Nguyễn Hữu Đại, Chairman of the Mường Chà commune People’s Committee, noted: “The adjustments are executed under the principles of publicity and transparency, based on job positions and the practical capacity of cadres, aiming to maximize individual strengths while ensuring the overall balance of the apparatus.”
The results after one year of operating the two-tier local government model demonstrate that the arrangement and allocation of cadres have been drastically executed. The Organizing Board of the provincial Party Committee issued deployment decisions for 1,428 cadres, civil servants, and public employees, while the Department of Home Affairs decided on the deployment of 2,038 cadres and civil servants, alongside transferring 14,273 public employees and workers to the 45 commune-level administrative units.
To date, communes and wards basically guarantee the number of cadres and civil servants according to the temporary quotas prescribed in the guidelines and directives of the Government and the province. Specifically, the total number of cadres and civil servants in the communal government block stands at 1,593 people out of a quota of 1,535, representing a surplus of 58 individuals, while the Party block records 1,247 people out of a quota of 1,193, representing a surplus of 54 individuals. The remaining redundant personnel will continue to undergo downsizing according to a designated roadmap leading up to 2030.
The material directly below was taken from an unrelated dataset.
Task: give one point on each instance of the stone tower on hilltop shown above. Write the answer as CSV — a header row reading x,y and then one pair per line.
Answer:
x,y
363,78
Reality demonstrates that these deployments and rotations have contributed to overcoming cadre shortages in many localities, timely supplementing human resources for specialized fields, upgrading work resolution quality, and easing pressure on the grassroots-level cadre team. The personnel restructuring also minimizes surpluses in central wards, creating conditions for cadres to train and accumulate practical experience within new working environments. These initial results reflect the province’s firm determination to elevate the operational validity and efficiency of the two-tier local government model. Through a proactive, flexible, and methodical approach, the local problem of redundant and missing cadres is being step-by-step resolved, contributing to ensuring that the grassroots-level apparatus operates smoothly to meet development and public service demands.